2009年12月19日 星期六

Why today's Twitter is like Napster in Y2K

One of the arguments for the music industry not suing Napster out of existence in 2000 was that they had all the music on the Internet under one roof. By deleting Napster, they forced music to shard into a million pieces, and then reform later as iTunes and Amazon and a myriad of Internet startups. If it had stayed in one place it would have been possible to build all kinds of community services that reached everyone on the Internet who loves music. That might have been very amazing.


If you believe, as I do, that Twitter is at least a dress rehearsal for the news system of the future, it's pretty clear we're at a Napster-like place now. Everyone has a name prefixed by an at-sign that takes you to their profile page. Twitter is, right now, the default identity system for the realtime message network. But that is changing very quickly.
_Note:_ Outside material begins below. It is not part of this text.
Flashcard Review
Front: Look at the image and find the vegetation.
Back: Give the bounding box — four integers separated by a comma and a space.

Recently Facebook changed the meaning of at-sign to take you to your Facebook profile page. And on WordPress and Tumblr the at-sign will presumably take you to your home blog or profile page on either system. It's hard to imagine them defining it as your profile on Twitter. Technically it would be nearly impossible for them to do it. And politically, it's not very appealing.


A few years from now we may look back at the Twitter of 2009 as we now look back at the Napster of 2000 -- a time when there was a great opportunity to build, that was missed. In this case, it's the owners of Twitter who are missing the opportunity. They could now be defining the loosely-coupled version of Twitter, and let your home page on Twitter act as the glue that joins all the networks you belong to that link through your Twitter ID.


The address of my Tumblr profile page could be:


http://ping.fm/FfPNt


And my WordPress profile page would have this address:


http://ping.fm/DQEUl


And the implementation of the Twitter API on twitter.com would have new features that make it easy for me to find other API implementors of networks that join together through my presence on Twitter.


There probably isn't enough time to architect this, but maybe there is. It's certainly worth thinking about.